How To Be Fit
Have you been doing the same exercise for years? Then, you’re probably wondering where are the results. Even if you experienced a physical or mental difference, chances are that you have already peaked.
The body becomes acclimated to overly regimented exercise. Even if your exercise routine is a combination of cardiovascular training and weight training, the body reaches a plateau.
Changing the way you exercise is inevitable. Trainers across America innovate fitness programs based on their clients’ needs. The FITT principle is a combination of any type of training: aerobic, cardiovascular, and weight training.
The elements of the FITT principle are comprised of four components:
1. Frequency of exercise
2. Intensity of exercise
3. Time of exercise
4. Type of exercise
The versatility of the fitness programs is devised to alleviate work-out boredom. Therefore, the exercise plan can be altered while maintaining the person.
For the first component of the FITT principle involves determining how frequently exercise should be planned, weekly. If you have been working out four days a week for the last seven years, 5-6 days would be more beneficial.
The next determination is the intensity of the work-out. For example, if your fitness program has been walking for twenty minutes on flat terrain then upgrading the time and intensity or changing the course of your walk to hills could increase the strength or challenge of your work out.
The next factor of the FITT principle is calculating how long the exercise regimen should be. For example, if your fitness program has been 4 days a week with only 20-minutes of cardio a day a day; then, beefing up your work-out to 30-minutes would probably reveal more abdominal muscles, trim a couple of inches off of your thighs or whatever your goal may be.
Moreover, if your fitness routine has been working out in the morning hours, then switching to the evening can have a positive effect on your work out.
One of the most complex aspects of the FITT program is assessing the types of training exercises. For example, if your body type gets more weight in the center, and you are short, you need more core strengthening with aerobic exercise.

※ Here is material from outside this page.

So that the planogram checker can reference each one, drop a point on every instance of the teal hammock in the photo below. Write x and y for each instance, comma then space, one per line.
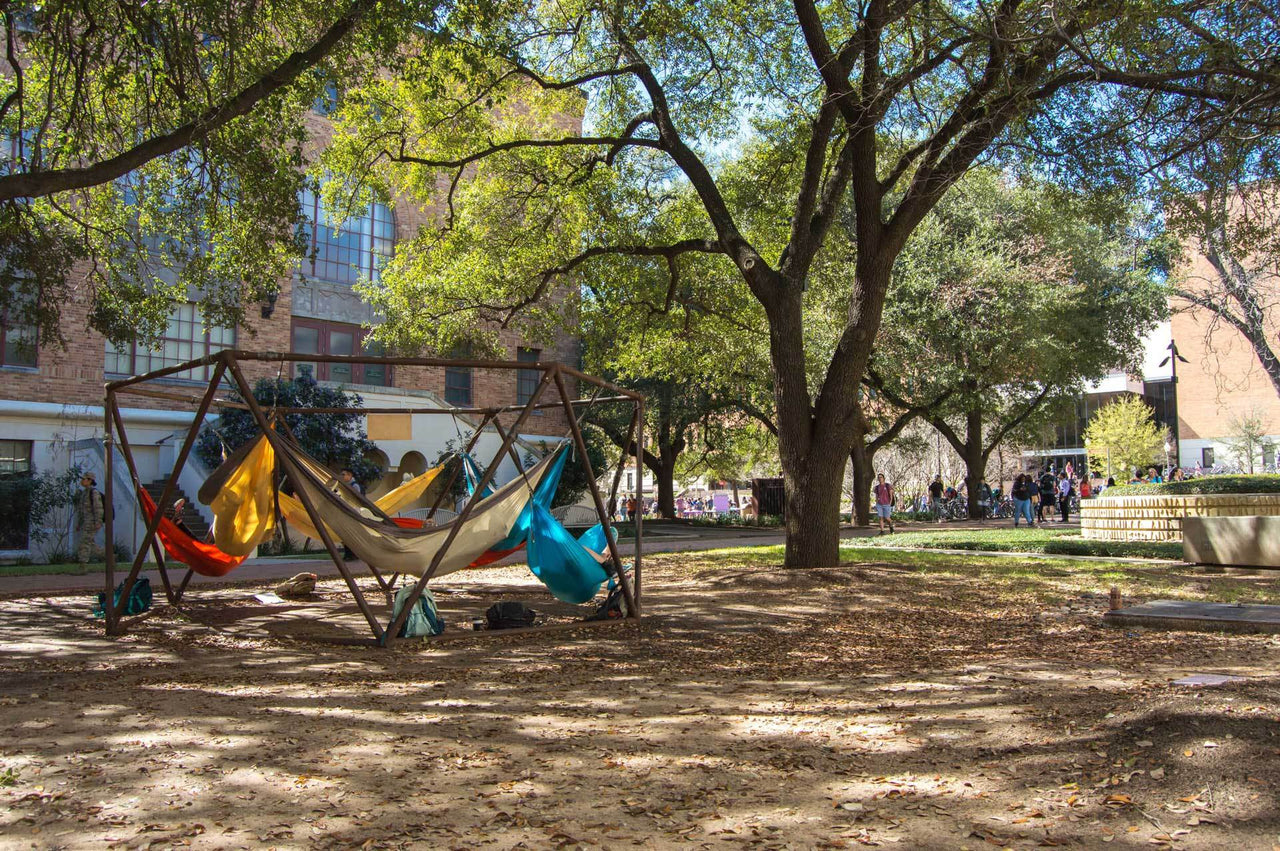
565, 564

Aerobic Versus Strength Training Results
So you think you want to hit the gym full-force for the next six weeks so that you can be sure that you go down 5 dress sizes? Weight loss and physical fitness go hand in hand. Although regular exercise renders overall well-being, losing weight via exclusive exercise is not going to accelerate the results, unless your caloric intake is reduced.
Nevertheless, the physical results do not happen overnight and are not immediately apparent. For example, performing aerobic exercise for a 6-week period would not garner overt weight loss; however the changes would transpire at a cellular level. What transpires during a six week stretch of fitness activity is the body grows tired because the red blood cells are trying to adapt to the physiologically changes. Alternatively, many individuals reach the plateau of fatigue and patter out because they cannot exceed the hump.
On the other spectrum of fitness programs, the results experienced with strength training are expedient. During the physiological measurements of strength programs, the modifications in muscle protein referred to as nitrogen retention, indicates the capacity of muscle mass developed within 24-hours of a rigorous and intense workout.
Despite the accelerated results of strength training, cardiovascular fitness should not be overlooked. For instance, after an intensive series of aerobics three to five times a week, the lab results would depict improvements related to the reduction of risk factors associated with cardiovascular disease.
Subsequently, individuals may monitor the intensity level of their workout by conducting a simple talk and work-out test. If you are unable to maintain a conversation without becoming winded, then the rigorousness of the exercise is most likely optimal. Also, using a heart rate monitoring device is a good way of checking the intensity rate of your workout.